Dvorak was upset with statements that American ideas had influenced his Symphony No. 9, especially the Largo, and said "the motifs are my own, and some I brought with me. This is and remains Czech music." At the time, no one could see that the pentatonic scales and the syncopation in the themes are just as characteristic of Bohemian folk music as of Negro spirituals (Uwe Kraemer, music historian). As stated in threads here before, no elements in the symphony have any antecedants in American music. (To a man from Prague, the epithet "New World," attached to his symphony later, would have been amusing, since in Prague, the "New World" was the district for restaurants, entertainment and prostitutes.)
   
In 1922, Fisher wrote the lyrics and made the arrangement of "Goin' Home", set to Dvorak's Largo from his "Symphony No. 9."

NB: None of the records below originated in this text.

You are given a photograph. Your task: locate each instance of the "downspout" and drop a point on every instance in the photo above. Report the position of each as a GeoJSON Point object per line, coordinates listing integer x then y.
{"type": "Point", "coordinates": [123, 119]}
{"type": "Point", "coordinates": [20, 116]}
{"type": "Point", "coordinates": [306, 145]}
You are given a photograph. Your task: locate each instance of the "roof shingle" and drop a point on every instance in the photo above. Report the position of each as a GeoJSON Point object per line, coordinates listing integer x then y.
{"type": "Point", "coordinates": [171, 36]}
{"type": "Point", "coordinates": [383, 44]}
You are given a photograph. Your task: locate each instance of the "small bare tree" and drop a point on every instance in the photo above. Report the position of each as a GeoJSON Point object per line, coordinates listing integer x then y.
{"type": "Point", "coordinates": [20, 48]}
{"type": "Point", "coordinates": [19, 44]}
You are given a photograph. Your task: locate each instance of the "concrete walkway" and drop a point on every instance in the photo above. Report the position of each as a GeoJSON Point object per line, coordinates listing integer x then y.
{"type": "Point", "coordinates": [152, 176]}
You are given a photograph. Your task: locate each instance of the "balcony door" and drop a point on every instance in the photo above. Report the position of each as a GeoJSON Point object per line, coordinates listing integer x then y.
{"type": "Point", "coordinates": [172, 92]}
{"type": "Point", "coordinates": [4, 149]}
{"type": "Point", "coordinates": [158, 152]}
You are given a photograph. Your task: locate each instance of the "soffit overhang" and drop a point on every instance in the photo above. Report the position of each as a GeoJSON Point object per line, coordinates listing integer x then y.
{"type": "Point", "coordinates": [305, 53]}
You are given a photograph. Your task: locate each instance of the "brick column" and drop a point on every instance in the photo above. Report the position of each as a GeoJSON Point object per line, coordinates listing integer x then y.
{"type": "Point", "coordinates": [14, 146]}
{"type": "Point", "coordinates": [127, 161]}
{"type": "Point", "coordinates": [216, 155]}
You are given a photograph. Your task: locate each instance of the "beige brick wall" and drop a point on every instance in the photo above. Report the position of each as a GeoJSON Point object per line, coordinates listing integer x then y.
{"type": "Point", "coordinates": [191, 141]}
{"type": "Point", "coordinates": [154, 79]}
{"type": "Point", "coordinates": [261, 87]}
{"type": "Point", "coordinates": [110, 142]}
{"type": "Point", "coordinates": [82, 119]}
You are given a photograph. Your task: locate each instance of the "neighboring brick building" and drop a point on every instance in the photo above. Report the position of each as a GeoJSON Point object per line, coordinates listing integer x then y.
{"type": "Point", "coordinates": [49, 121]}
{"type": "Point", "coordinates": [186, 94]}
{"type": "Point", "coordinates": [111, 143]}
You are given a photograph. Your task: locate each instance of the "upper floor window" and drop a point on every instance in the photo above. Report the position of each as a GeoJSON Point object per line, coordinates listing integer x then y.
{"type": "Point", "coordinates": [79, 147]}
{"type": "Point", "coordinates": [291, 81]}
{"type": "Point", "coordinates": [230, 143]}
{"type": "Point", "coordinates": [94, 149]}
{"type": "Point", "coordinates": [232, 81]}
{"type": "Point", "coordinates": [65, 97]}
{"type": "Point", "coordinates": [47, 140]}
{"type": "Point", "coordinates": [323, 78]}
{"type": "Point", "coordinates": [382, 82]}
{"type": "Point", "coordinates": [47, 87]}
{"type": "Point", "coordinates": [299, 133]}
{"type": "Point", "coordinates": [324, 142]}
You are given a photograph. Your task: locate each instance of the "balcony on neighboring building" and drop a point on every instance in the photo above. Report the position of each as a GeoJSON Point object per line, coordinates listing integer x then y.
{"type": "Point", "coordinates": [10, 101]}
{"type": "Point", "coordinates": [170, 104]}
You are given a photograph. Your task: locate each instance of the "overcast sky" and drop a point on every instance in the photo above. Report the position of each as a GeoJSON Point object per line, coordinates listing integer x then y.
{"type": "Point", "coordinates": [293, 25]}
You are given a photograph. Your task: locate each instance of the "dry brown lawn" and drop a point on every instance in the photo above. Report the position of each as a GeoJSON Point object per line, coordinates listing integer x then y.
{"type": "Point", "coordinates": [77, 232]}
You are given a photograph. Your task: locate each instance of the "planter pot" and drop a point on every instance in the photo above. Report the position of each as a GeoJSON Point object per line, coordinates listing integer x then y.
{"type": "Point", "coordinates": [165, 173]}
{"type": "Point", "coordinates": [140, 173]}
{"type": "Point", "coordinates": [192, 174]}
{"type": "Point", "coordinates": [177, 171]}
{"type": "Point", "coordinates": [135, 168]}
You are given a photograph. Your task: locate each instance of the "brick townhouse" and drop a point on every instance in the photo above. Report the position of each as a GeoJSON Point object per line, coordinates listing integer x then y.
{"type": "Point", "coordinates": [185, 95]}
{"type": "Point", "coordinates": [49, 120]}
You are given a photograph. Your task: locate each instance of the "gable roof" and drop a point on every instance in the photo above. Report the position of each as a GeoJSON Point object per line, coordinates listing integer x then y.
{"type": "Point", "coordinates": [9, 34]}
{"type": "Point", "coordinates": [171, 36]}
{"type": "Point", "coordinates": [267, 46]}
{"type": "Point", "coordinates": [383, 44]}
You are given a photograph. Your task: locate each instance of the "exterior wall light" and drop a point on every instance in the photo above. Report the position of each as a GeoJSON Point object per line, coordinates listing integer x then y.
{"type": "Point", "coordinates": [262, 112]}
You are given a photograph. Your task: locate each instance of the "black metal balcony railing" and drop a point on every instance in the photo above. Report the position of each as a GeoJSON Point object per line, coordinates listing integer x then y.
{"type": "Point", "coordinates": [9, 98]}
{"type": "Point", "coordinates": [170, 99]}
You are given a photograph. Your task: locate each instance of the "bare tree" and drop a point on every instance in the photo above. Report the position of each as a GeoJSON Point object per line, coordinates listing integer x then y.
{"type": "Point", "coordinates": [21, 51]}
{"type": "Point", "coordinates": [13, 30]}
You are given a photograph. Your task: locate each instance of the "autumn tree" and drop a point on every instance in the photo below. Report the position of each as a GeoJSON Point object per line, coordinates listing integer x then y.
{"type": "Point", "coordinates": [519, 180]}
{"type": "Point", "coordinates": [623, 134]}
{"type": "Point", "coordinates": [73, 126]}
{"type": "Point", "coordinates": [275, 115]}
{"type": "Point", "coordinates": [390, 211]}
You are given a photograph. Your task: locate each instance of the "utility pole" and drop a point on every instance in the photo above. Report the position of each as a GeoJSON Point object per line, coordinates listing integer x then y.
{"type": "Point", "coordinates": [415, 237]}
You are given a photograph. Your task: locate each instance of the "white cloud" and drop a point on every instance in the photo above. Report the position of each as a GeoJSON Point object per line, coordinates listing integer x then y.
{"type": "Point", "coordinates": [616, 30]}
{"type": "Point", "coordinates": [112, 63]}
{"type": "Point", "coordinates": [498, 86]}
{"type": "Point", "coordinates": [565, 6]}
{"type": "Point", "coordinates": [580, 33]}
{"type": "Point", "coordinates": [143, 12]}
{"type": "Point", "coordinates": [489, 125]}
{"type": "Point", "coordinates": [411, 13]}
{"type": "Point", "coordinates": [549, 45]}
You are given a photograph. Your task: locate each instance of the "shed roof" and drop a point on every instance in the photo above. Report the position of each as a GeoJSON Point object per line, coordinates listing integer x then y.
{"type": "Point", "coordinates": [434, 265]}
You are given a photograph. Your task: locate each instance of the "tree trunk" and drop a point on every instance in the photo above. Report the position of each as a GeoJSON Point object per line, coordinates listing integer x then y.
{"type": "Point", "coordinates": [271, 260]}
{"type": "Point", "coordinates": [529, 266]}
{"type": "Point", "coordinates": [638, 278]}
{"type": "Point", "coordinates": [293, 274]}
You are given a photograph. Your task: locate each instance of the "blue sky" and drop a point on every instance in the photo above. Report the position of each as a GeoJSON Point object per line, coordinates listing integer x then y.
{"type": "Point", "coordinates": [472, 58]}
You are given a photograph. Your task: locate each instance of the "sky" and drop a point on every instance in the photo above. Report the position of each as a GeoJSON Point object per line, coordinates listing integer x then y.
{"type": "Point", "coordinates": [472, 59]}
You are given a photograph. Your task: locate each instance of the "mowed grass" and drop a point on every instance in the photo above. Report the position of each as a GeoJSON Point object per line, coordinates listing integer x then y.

Paul Robson was one of the first to popularize the song, using the "dialect" which some people think is demeaning.

Fisher is responsible for the most heard arrangement of "Deep River" and several other spirituals.
Fisher's important "Seventy Negro Spirituals," for "low voices" and published in the Musicians Library by Oliver Ditson, 1926, is the basis of many of the versions used by musicians today.